Vocabulary is core to speech acquisition4. Children with difficulties in speech sound development often have difficulties with oral language and later reading and spelling disability2,5-8. Thus, speech, language, reading, and spelling measures are highly correlated and often have common genetic associations9,10. Moreover, speech and other communication phenotypes follow a developmental trajectory, where some speech and language disorders resolve with age, whereas others persist; genetic influences on the less easily resolved manifestations are generally stronger11,12. Because of the common genetic underpinnings and pathologic associations between speech and other communication phenotypes, it is conceivable that genetic replication interweaves with different communication measures. Of 7 known GWASs, none overlap in their top results (at p<5×10−5, see Table 3 13), because they only focused on a limited number of phenotypes, or these measures were assessed at different ages (either pre-school or early school-age) 13-20, they only present results from one or a few measures and/or a binary trait; thus, the complexity of shared genetic influences is poorly understood. Most have not focused on children with SSD, particularly measures of articulation. Our sample represents a unique set of deeply phenotyped individuals with information on 6 domains that form the core of speech and language.

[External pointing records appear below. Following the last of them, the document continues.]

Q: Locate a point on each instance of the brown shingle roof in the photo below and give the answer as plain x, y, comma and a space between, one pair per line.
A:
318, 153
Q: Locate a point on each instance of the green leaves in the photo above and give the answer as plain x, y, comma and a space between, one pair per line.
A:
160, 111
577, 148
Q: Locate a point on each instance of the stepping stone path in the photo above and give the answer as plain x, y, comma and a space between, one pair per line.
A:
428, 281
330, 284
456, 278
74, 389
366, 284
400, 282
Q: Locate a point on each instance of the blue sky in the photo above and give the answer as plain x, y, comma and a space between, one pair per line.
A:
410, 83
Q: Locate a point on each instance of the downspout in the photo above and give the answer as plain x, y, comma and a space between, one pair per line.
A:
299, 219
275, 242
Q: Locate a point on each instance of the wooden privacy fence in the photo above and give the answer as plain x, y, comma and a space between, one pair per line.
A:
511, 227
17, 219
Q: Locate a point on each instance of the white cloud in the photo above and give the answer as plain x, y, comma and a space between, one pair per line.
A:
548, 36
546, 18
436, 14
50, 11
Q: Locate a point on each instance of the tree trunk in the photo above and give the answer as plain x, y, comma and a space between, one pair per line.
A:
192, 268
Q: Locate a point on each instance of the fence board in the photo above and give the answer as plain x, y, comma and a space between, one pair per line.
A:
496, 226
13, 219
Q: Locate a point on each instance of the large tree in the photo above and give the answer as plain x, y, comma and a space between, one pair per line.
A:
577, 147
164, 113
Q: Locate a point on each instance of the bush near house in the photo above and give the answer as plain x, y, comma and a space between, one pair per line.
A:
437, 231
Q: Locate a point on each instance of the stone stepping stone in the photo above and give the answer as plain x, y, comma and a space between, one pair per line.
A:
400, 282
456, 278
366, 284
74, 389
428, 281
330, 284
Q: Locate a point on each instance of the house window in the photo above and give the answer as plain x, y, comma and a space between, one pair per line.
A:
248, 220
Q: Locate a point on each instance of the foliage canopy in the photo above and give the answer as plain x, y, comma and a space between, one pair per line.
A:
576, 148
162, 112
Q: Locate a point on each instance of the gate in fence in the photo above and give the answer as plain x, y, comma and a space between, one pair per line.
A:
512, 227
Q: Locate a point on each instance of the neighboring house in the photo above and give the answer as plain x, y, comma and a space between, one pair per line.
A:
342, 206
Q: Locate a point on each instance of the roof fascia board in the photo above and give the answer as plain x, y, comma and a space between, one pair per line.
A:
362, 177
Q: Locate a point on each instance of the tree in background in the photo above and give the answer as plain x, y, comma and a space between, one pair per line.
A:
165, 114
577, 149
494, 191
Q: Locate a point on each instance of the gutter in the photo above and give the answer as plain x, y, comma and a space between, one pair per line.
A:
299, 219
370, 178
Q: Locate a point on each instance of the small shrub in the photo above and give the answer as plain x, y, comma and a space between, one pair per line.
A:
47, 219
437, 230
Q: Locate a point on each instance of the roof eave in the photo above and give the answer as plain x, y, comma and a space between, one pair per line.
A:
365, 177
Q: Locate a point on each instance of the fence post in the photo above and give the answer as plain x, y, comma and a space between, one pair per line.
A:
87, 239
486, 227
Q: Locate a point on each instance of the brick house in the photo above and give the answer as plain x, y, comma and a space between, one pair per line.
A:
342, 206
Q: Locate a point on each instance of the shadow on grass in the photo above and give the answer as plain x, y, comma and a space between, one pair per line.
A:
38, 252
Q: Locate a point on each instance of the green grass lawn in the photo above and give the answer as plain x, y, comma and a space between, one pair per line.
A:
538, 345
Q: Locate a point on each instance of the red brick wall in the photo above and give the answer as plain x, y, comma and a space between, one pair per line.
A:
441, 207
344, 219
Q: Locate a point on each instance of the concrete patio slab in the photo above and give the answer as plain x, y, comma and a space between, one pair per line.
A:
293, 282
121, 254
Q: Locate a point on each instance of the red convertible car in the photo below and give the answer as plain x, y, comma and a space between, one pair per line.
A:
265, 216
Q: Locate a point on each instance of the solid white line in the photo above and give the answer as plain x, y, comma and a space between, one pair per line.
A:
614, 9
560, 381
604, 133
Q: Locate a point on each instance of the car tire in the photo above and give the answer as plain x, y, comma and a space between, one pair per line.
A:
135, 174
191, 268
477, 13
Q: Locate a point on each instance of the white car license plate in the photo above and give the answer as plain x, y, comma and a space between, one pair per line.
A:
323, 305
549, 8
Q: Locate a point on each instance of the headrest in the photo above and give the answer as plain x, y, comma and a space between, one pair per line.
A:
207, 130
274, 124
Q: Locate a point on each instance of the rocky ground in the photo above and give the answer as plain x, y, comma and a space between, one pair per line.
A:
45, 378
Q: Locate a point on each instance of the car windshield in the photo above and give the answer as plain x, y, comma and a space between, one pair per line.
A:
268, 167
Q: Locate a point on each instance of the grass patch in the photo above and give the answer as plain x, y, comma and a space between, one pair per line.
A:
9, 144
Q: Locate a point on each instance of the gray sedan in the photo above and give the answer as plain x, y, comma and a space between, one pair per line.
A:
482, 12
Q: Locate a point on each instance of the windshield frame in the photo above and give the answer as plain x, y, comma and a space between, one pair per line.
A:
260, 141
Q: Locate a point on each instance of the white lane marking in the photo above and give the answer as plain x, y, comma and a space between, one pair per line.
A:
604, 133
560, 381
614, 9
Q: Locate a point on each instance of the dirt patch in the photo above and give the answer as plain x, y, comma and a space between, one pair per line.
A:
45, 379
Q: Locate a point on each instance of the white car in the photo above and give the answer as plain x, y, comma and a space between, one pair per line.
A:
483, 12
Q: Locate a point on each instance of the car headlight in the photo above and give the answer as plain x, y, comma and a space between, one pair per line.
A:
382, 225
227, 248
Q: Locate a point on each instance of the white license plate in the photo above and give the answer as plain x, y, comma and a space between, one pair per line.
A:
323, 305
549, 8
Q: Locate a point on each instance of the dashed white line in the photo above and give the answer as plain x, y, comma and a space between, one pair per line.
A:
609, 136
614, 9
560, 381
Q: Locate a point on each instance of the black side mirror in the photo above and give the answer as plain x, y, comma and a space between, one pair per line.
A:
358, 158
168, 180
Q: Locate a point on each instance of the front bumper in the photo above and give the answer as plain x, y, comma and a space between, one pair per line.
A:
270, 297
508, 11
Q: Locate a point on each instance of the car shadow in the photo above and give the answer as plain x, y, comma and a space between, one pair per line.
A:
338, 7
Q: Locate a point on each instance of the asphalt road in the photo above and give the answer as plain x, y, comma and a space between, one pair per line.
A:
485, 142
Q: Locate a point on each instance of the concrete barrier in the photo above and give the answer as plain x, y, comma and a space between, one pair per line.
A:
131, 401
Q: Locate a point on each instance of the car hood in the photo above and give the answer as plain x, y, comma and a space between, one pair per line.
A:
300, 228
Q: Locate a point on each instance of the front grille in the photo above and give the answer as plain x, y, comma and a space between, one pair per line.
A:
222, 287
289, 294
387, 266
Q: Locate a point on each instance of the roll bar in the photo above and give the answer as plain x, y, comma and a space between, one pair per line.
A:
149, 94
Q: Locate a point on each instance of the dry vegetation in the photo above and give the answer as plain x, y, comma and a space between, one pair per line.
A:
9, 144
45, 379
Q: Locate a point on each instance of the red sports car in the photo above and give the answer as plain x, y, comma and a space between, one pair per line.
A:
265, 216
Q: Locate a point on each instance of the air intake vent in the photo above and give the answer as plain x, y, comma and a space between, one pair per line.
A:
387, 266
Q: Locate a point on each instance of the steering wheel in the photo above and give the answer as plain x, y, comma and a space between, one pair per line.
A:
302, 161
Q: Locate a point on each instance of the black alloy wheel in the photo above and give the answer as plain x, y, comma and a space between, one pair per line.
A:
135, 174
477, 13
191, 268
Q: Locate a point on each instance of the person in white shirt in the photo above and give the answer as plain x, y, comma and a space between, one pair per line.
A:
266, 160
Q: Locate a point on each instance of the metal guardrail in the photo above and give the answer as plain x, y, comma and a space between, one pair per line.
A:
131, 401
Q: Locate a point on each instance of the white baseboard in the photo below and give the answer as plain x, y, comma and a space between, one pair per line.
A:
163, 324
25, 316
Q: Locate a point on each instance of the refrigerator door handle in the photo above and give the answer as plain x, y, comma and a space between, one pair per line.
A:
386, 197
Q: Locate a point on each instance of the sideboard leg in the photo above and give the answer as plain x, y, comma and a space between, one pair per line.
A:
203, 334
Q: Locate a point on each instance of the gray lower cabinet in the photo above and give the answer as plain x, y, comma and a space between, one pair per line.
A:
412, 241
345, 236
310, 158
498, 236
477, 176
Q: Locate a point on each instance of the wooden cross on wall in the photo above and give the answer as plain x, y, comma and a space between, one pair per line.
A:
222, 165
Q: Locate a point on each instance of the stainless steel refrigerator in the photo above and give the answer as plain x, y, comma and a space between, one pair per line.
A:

SSD are likely due to deficits in both motor ability and broader neural dysfunction. While motor deficits contribute to problems in speech production, abnormalities in other neural systems likely influence formation of phonological representation, which is common to SSD as well as reading and language impairment. We hypothesize that genetic regulation of these neural pathways is associated with variation common to speech, language, reading, and spelling ability. We conducted a GWAS in the Cleveland Family Speech and Reading Study (CFSRS), a cohort ascertained through a proband with SSD. We also conducted a methylome-wide study (i.e. MWAS) to determine the functional implications of these genetic associations, and replicated findings in a population-based cohort. We utilized a family-based cohort as our discovery sample because we hypothesized it would be enriched for disease-associated variants21,22. In these analyses, we identified new candidate genes for correlated communication endophenotypes, and bioinformatic annotation of these loci revealed that regulation of neural pathways is associated with variation in these measures.
SUBJECTS AND METHODS
Subject ascertainment – Cleveland Family Speech and Reading Study
From the Cleveland Family Speech and Reading Study (CFSRS)23-28, we examined 435 individuals from 148 families who had both DNA and endophenotype data available (Table 1). As previously described, families were ascertained through a proband with SSD identified from caseloads of speech-language pathologists in the Greater Cleveland area and referred to the study; detailed inclusion criteria are provided in the Supplemental Methods. Diagnosis of CAS was confirmed by an experienced licensed speech-language pathologist upon enrollment into the study. Socioeconomic status was determined at the initial assessment based on parent education levels and occupations using the Hollingshead Four Factor Index of Social Class29. This study was approved by the Institutional Review Board of Case Medical Center and University Hospitals and all parents provided informed consent and children older than 5 years provided assent.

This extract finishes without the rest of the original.